Interestingly enough, arms are one of those areas of the body in which isolated work can develop a major set of “guns” without giving you loads of functional strength. A lot of people can look amazing when sleeveless without being able to lift even a fraction of what another person with smaller and less defined arms can tackle.
Because it is healthiest to have both toned arms and functional strength, we’ll look at workout ideas that provide a bit of both.
3-Day Workout Plan General Tips
In order to really get the most out of any workout, though, we’ll need to look at some general tips and pointers to use when designing your arm workout program.
Frequency – Arm muscles need to recover and so it is best to use a split routine. Every other day is fine, and it is best to do arm workouts more than just once per week for the best outcome.
Pace – Whether you call it the pace or the tempo, the speed that you do reps has a lot of impact on the results of your workouts. It is best to use a controlled tempo that is a bit slow during any lowering and a bit more forceful when lifting.
Building Up – Never start your arm workouts at your goal weight. Instead, just slowly progress up in weight with each workout. Yes, every workout, but not in huge increments. The arms respond best to small changes over a long term.
Rest or No Rest? – You will see suggestions about the use of super sets in many articles or guides to workouts. These are just sets of exercises done with little or no resting in between the exercises. This gives maximum gains and is good for building muscle.
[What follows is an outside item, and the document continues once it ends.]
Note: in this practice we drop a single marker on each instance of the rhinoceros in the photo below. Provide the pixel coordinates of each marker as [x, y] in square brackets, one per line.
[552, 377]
Antagonist/Same Muscles – This is a hot topic and often heavily debated. Essentially it looks at whether it is best to use antagonist exercises (such as tricep and then bicep workouts) or same muscles. Most experts lean toward the same muscle sets for specific results. For instance, going for defined arms would mean using same muscle sets at a rapid pace. However, those who want a lot of strengthening use the antagonist model. What is your goal? If it is good looking arms, go for the same muscles. If it is strength, mix it up with antagonist or different muscles worked in sets.
The ideal and balanced blend of exercises for a total arm workout can be done in three days. You can just skip a day and then do one set, skip another day and do the second set, and so on. Using this approach is going to give you strength, but also a lot of definition.
3-Day Workout Plan
Using a preacher bench, grab the front bar from its rest and use an underhand grip. Raise the bar and stop when your forearms are vertical, then lower it until the arms are extended. Repeat.
Hold the weight bar at shoulder width, using a strong underhand grip. Raise it up so the elbows actually slide back when flexed. Allow the bar to follow the contour of the front of the body and keep moving the bar upward and over the chest until forearms are perpendicular and elbows are pointed toward the floor. Lower until fully extended again. Repeat.
Lying Tricep Press
Lie on your back on the bench. Use an overhand grip on a barbell and hold it over your forehead with your arms fully extended. Lower it by bending your elbows, and as the bar gets close to your head, move the elbows back enough to let the bar pass over the head. Extend the arms to bring the bar back over the head and pull the elbows into their original positions.
Overhead Extension Tricep (with rope)
Use a pulley system to do this one. Attach a rope to a pulley and use an appropriate weight for your level of fitness. Face away from the cable and position your hands behind your head with the elbows pointed up. Elbows will be flexed and your feet will be separated to allow for a strong stance. Extend the elbows and raise above the head, and slowly lower back into position.
Barbell Wrist Curl (Palms Up)
On a flat bench place one barbell along one side. Kneel in front of the bench with the barbell on the opposite side. Grab the bar in a palms up position and bring the bar up with the forearms resting on the bench. Curl the wrists upward and bring the weight upward. Uncurl the wrists to slowly lower the weight. You should not move the arms at all.
None of these movements is easy, and so it is important to give a lot of attention to form. When you do, you will see and feel gains immediately. Remember to just adjust the weights in small amounts. Never go from a ten pound to a 20-pound barbell and never use jerky movements that force you to rely on other muscle groups.
The key here is to isolate the different muscle sets in the arms and to get maximum results from minimal input. You can blend up this routine, but try not to do all of your arm work in one day. The arms like to rest, recover and then get a bit challenged again.